Lo dichiara Marco Simiani, capogruppo del Partito Democratico in commissione Ambiente della Camera, commentando la bocciatura nelle commissioni Attività produttive e Ambiente della proposta di nomina dell’ingegner Giorgio Graditi alla Consulta dell’Ispettorato nazionale per la sicurezza nucleare e la radioprotezione (ISIN), fermatasi a 28 voti contro i 31 necessari.

“Parliamo - aggiunge l’esponente dem - di sicurezza nucleare, di approvvigionamenti energetici e di transizione ecologica: temi decisivi per il futuro del Paese. Eppure la maggioranza va sotto anche su una nomina indicata direttamente dal governo. È la prova evidente di un esecutivo ormai allo sbando, diviso e senza una linea credibile”.

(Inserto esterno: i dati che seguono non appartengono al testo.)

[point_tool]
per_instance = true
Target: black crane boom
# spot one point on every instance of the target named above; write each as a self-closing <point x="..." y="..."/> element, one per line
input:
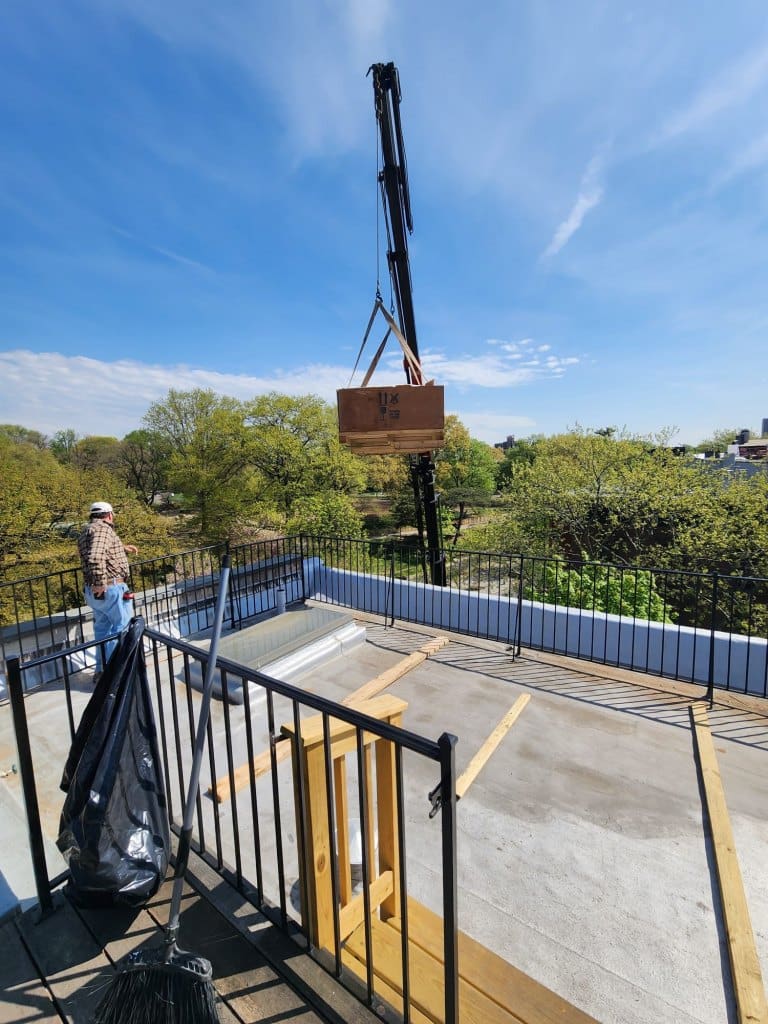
<point x="396" y="203"/>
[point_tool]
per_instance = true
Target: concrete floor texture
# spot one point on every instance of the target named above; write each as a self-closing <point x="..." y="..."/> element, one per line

“Il tentativo di rilanciare il nucleare è già fallito alla prova dei fatti. È una scelta sbagliata e ideologica che, così come la intende il governo, farebbe fare un passo indietro all’Italia invece di investire davvero sulle rinnovabili, sull’efficienza energetica e sulla sicurezza del sistema energetico nazionale”, conclude Simiani.